From: Brian Foster <bfoster@redhat.com>
To: "Darrick J. Wong" <darrick.wong@oracle.com>
Cc: linux-xfs@vger.kernel.org
Subject: Re: [PATCH v2 04/11] xfs: CoW fork operations should only update quota reservations
Date: Fri, 26 Jan 2018 08:02:16 -0500 [thread overview]
Message-ID: <20180126130215.GA47923@bfoster.bfoster> (raw)

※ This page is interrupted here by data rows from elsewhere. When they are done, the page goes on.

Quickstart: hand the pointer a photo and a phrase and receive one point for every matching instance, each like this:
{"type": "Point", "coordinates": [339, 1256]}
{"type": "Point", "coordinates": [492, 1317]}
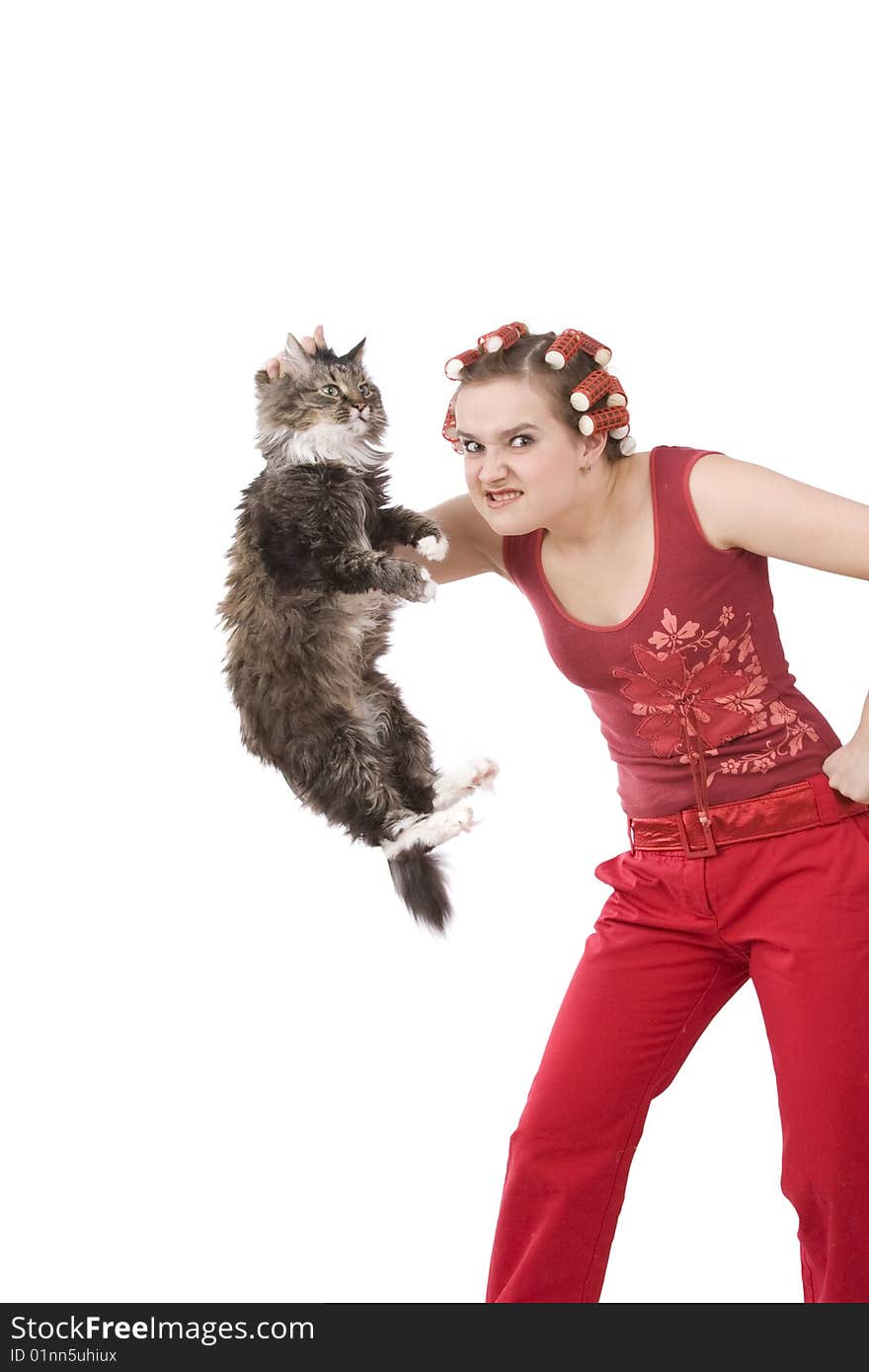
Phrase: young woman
{"type": "Point", "coordinates": [747, 815]}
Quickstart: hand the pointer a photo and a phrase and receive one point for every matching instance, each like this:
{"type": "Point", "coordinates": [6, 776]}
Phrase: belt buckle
{"type": "Point", "coordinates": [709, 845]}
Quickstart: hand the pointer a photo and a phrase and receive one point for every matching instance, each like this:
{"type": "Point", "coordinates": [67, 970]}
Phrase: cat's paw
{"type": "Point", "coordinates": [433, 548]}
{"type": "Point", "coordinates": [452, 787]}
{"type": "Point", "coordinates": [430, 589]}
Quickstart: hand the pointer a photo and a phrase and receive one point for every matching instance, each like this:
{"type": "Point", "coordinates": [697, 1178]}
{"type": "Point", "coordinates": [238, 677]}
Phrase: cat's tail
{"type": "Point", "coordinates": [419, 877]}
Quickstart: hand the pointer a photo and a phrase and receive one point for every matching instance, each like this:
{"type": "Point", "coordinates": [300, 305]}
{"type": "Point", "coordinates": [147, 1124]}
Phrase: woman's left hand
{"type": "Point", "coordinates": [847, 769]}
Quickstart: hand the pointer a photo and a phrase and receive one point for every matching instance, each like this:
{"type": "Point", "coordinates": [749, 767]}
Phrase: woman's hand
{"type": "Point", "coordinates": [847, 769]}
{"type": "Point", "coordinates": [275, 366]}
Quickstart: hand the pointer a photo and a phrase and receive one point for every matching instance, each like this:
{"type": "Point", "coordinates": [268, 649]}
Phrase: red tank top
{"type": "Point", "coordinates": [692, 690]}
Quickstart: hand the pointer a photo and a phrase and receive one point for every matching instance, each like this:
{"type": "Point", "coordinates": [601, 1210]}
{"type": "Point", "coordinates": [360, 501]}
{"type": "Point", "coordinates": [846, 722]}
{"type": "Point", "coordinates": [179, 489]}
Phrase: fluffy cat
{"type": "Point", "coordinates": [308, 611]}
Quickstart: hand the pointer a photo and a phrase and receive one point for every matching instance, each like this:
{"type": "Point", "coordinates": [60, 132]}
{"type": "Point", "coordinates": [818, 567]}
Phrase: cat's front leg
{"type": "Point", "coordinates": [357, 570]}
{"type": "Point", "coordinates": [411, 530]}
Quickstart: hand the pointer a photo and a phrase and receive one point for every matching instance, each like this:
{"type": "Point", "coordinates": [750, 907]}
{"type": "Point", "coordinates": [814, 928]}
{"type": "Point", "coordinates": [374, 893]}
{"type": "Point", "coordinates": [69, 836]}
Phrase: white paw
{"type": "Point", "coordinates": [434, 549]}
{"type": "Point", "coordinates": [430, 589]}
{"type": "Point", "coordinates": [452, 787]}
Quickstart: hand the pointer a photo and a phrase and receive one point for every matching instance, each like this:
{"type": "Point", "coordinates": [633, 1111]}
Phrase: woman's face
{"type": "Point", "coordinates": [513, 442]}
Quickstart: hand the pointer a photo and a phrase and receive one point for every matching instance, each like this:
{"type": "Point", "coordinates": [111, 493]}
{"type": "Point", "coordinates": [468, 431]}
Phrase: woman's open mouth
{"type": "Point", "coordinates": [496, 498]}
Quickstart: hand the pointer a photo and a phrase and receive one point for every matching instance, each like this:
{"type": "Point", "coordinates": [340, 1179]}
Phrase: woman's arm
{"type": "Point", "coordinates": [774, 516]}
{"type": "Point", "coordinates": [472, 542]}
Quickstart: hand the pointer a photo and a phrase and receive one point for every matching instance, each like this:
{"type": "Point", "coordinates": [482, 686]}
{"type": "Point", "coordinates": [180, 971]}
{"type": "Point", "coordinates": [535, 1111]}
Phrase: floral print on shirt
{"type": "Point", "coordinates": [709, 686]}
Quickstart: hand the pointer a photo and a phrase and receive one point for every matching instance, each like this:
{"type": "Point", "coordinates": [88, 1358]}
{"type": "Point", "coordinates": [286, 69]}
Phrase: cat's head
{"type": "Point", "coordinates": [322, 407]}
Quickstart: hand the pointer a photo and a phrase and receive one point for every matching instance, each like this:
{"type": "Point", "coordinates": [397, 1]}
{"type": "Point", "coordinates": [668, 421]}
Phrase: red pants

In-Reply-To: <20180125182003.GH9068@magnolia>
On Thu, Jan 25, 2018 at 10:20:03AM -0800, Darrick J. Wong wrote:
> On Thu, Jan 25, 2018 at 08:03:53AM -0500, Brian Foster wrote:
> > On Wed, Jan 24, 2018 at 05:20:35PM -0800, Darrick J. Wong wrote:
> > > From: Darrick J. Wong <darrick.wong@oracle.com>
> > >
> > > Since the CoW fork only exists in memory, it is incorrect to update the
> > > on-disk quota block counts when we modify the CoW fork. Unlike the data
> > > fork, even real extents in the CoW fork are only reservations (on-disk
> > > they're owned by the refcountbt) so they must not be tracked in the on
> > > disk quota info.
> > >
> > > Signed-off-by: Darrick J. Wong <darrick.wong@oracle.com>
> > > ---
> > > v2: make documentation more crisp and to the point
> > > ---
> > > fs/xfs/libxfs/xfs_bmap.c | 118 ++++++++++++++++++++++++++++++++++++++++++----
> > > fs/xfs/xfs_quota.h | 14 ++++-
> > > fs/xfs/xfs_reflink.c | 8 ++-
> > > 3 files changed, 122 insertions(+), 18 deletions(-)
> > >
...
> > > diff --git a/fs/xfs/xfs_reflink.c b/fs/xfs/xfs_reflink.c
> > > index 82abff6..e367351 100644
> > > --- a/fs/xfs/xfs_reflink.c
> > > +++ b/fs/xfs/xfs_reflink.c
> > > @@ -599,10 +599,6 @@ xfs_reflink_cancel_cow_blocks(
> > > del.br_startblock, del.br_blockcount,
> > > NULL);
> > >
> > > - /* Update quota accounting */
> > > - xfs_trans_mod_dquot_byino(*tpp, ip, XFS_TRANS_DQ_BCOUNT,
> > > - -(long)del.br_blockcount);
> > > -
> > > /* Roll the transaction */
> > > xfs_defer_ijoin(&dfops, ip);
> > > error = xfs_defer_finish(tpp, &dfops);
> > > @@ -795,6 +791,10 @@ xfs_reflink_end_cow(
> > > if (error)
> > > goto out_defer;
> > >
> > > + /* Charge this new data fork mapping to the on-disk quota. */
> > > + xfs_trans_mod_dquot_byino(tp, ip, XFS_TRANS_DQ_BCOUNT,
> > > + (long)del.br_blockcount);
> > > +
> >
> > Should this technically be XFS_TRANS_DQ_DELBCOUNT? The blocks obviously
> > aren't delalloc and this transaction doesn't make a quota reservation so
> > I don't think it screws up accounting. But if the transaction did make a
> > quota reservation, it seems like this would account the extent against
> > the tx reservation where it instead should recognize that cow blocks
> > have already been reserved (which is essentially what DELBCOUNT means,
> > IIUC).
>
> Hmmm, there's a subtlety here -- we're opencoding what DELBCOUNT does,
> because the subsequent xfs_bmap_del_extent_cow unconditionally reduces
> the in-core reservation after we've mapped in the extent as if it had
> been accounted as a real extent all along. But considering all the
> blather about how cow fork blocks are treated as incore reservations, it
> does look funny, doesn't it?
>
Ok.. I missed that the end/del cases were tied together, then reconfused
myself over the accounting in the end_cow() path (re: our irc chat
yesterday) when reassessing that bit. So to reset my brain, we have the
following with this current patch:
- cow reserve does a delalloc and in-core dquot reservation
- cow real alloc either skips dquot adjustment if wasdel, else reduces
the quota res acquired by the transaction by the size of the alloc[1].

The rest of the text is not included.